Apart from payments made in year one, Casserly explained that, for a player like Robinson, it's more important to look at what will be paid over the life of the deal, since he's likely to be with the team for the full five years (actually, it's a six-year deal with voids to five pursuant to a "basic" trigger, as Ferens told us).
Comparing the amounts to be paid over five years under the two deals, the Robinson will get $10.7 million and Suggs will get $10.09 million. The Robinson deal represents, then, a six percent raise, which the Texans believe is clearly in line with current NFL trends.
Finally, Robinson's deal includes up to $4.2 million in tiered escalators to be paid in 2008. He gets the full amount if the Texans make the playoffs four years in a row, if Robinson makes the Pro Bowl four years in a row, and if he has at least eight picks in each of the next four seasons.
(Frankly, we've got as good of a chance as Robinson as earning the full value of the incentives.)

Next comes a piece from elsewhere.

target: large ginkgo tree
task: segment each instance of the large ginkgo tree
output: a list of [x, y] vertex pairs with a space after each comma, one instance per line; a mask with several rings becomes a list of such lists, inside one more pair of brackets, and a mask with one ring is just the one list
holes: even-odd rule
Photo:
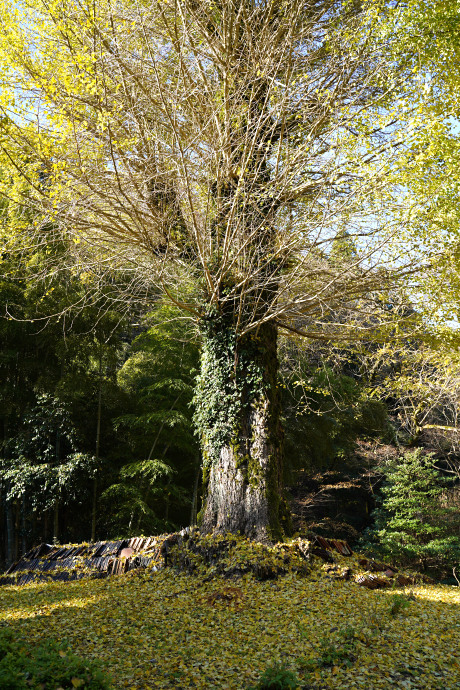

The lesson to be learned through all of this is that the comparison of contracts is a subjective, complex process. Some league insiders look at certain factors in the contract, others seize on different provisions (and the media -- us included -- generally is clueless as to these niceties). From Casserly's perspective, however, the deal is a good one that represents a modest increase over last year's contract for Suggs.